VA: Little Darla Has a Treat for You v. 27: Eternal Spring Edition

Darla's latest sampler spreads twenty-seven exclusive tracks across two discs in an environmentally-sound package designed to resemble Dr. Bronner's Peppermint Soap. There's no unified theme or sensibility but instead a broad stylistic range that encompasses hip-hop, folk, shoegaze, punk rock, electro-pop, and more. Though the emphasis is more on vocal-based pop songs than experimental instrumental settings, the collection is so wide-ranging that not everything will appeal to the average listener. At the very least, when a dud appears, one can pass the time ‘til it's over reviewing the 250 music-related quotations adorning the packaging (sample: Mark Twain's “Wagner's music is better than it sounds”). Even so, it's a bit surprising that there aren't more standouts, given the number of tracks and the comp's near-160-minute running time. Samplings from Darla and associated labels (Ad Noiseam, Other Electricities, n5MD, Psychonavigation, LTM, room40) appear, with the Ad Noiseam tracks adding a slightly harder, hip-hop-inflected sound to the compilation via Detritus's punchy “Borderlines” and the viral drum'n'bass of DJ Hidden's “The Traveler.”

Some of the collection's best tracks come from familiar names: Robin Guthrie's lovely “The Flight of the Painted Lady” presents, not surprisingly, cascades of guitar-based splendor, while Tujiko Noriko, Lawrence English, and John Chantler contribute the beautiful electro-lullaby “Heart Ga Kikeoru,” which finds Noriko's gentle voice resonating against a shimmering electronic web. And sometimes jewels surface in unexpected places, such as Momus' arresting head-scratcher “Odd Man Out,” whose Hunky Dory-styled vocalizing alternates between electro-lounge cool and woozy waltz episodes, and Montt Mardié's sweetly yearning ballad “Sometimes.” Appealing too is The Photon Band's “Everything Was Funny,” which bolsters its melodic guitar rock with swooning pop hooks and a hint of ‘60s charm, and Yagya's “A Small Offering,” a graceful Fluxion-styled dub-techno exercise that's nearly buried at album's end.
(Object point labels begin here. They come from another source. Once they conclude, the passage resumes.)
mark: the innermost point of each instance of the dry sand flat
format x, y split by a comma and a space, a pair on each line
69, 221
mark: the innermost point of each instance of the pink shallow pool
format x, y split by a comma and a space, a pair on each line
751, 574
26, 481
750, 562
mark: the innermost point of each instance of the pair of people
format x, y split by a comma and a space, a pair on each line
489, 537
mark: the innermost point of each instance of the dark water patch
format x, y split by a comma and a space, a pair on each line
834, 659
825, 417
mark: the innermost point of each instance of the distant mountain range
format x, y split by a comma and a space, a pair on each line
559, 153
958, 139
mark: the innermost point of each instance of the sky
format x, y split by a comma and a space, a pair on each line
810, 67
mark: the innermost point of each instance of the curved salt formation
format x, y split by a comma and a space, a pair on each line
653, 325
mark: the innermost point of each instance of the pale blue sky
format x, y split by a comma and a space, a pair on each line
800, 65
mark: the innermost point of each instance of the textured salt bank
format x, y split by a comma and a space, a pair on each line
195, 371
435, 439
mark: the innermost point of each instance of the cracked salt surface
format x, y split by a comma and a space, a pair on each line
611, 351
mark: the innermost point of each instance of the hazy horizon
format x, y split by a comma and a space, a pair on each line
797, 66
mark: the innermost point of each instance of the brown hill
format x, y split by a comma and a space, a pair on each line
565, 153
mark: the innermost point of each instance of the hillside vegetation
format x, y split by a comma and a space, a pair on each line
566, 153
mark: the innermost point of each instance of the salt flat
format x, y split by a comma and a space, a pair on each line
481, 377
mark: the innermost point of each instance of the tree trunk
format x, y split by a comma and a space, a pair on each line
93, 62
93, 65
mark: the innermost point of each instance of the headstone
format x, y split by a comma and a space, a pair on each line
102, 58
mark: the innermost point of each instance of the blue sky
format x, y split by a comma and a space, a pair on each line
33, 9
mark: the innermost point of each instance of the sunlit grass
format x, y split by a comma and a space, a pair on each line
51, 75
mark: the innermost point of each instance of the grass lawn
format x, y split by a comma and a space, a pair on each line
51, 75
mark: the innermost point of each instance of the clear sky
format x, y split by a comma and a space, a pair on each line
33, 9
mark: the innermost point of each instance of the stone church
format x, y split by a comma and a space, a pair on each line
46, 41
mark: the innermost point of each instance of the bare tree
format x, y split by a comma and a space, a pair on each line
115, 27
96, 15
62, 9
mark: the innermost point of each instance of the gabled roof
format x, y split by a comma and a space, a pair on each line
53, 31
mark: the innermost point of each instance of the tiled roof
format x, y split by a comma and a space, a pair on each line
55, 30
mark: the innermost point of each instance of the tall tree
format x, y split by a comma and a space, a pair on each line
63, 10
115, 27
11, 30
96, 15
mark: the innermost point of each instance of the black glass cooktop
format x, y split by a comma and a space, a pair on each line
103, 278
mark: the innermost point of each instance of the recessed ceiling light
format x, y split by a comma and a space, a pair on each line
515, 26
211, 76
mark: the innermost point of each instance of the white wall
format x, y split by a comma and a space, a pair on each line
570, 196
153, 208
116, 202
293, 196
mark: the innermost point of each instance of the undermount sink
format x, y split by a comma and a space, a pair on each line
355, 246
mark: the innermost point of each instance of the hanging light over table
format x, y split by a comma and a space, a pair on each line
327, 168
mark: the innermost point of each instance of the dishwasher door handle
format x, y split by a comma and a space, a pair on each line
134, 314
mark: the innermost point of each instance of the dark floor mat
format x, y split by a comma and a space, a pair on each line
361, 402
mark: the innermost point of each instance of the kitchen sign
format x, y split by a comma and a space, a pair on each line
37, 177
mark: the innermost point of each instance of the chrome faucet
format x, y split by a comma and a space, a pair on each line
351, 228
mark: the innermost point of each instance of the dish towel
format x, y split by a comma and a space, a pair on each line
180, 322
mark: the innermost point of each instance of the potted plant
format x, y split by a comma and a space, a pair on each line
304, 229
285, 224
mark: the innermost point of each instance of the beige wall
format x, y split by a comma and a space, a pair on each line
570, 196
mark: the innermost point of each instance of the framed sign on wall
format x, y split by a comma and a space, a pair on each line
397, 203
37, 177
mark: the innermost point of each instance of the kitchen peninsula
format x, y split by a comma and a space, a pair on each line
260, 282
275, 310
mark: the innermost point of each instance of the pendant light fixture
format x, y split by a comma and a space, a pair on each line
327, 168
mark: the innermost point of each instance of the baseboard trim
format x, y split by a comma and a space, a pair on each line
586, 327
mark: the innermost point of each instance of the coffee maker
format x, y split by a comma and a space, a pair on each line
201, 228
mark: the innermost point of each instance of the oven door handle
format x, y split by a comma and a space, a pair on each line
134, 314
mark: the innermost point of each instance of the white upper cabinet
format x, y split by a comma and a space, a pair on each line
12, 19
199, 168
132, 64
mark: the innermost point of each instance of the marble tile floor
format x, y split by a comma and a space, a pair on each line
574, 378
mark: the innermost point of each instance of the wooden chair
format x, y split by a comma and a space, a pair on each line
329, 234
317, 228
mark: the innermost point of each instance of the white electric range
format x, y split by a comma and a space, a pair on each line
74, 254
Elsewhere, Japancakes' steel guitar proves a natural complement to Ariel Abshire's Patsy Cline-haunted voice in their “Cardboard” collaboration; despite an overlong eleven-minute running time, Keith Canisius's “extended mix” of “Diving Day” sparkles with shoegaze pop allure with a bright female voice wrapped in a blanket of Cocteau Twins-styled ambiance; and Arborea's “Shadow and the Wind” offers a prog-folk acoustic lamentation that'll appeal to fans of Joanna Newsome, Steeleye Span, and Fairport Convention. Add in Bitcrush's ambient-shoegaze psychedelia (“Fathoms”), Almost Charlie's Beatles-esque acoustic pop (“For the Both of Us”), Black Feather's jangly guitar pop (“Lethal Light”), a prototypical Manual track (“Miraparque”), Tiny Magnetic Pets' jubilant electro-pop (“Girl in a White Dress”), plus cuts by Desario, Rumskib, and others, and you've got more than enough to recommend the release. There are a few misfires—Inpsyda's breakbeats-driven remix of Harold Budd and Clive Wright's “Candylion” banishes the original's understated charms to parts unknown, and Mothboy's MC-based hip-hop cut, “Extended Movement,” is marred by silly lyrics (“Tick-tock / Tick-tock all around the clock / It goes tickety-tickety-tickety tock / Go tickety-tickety tock”)—but not so many that the collection's undermined.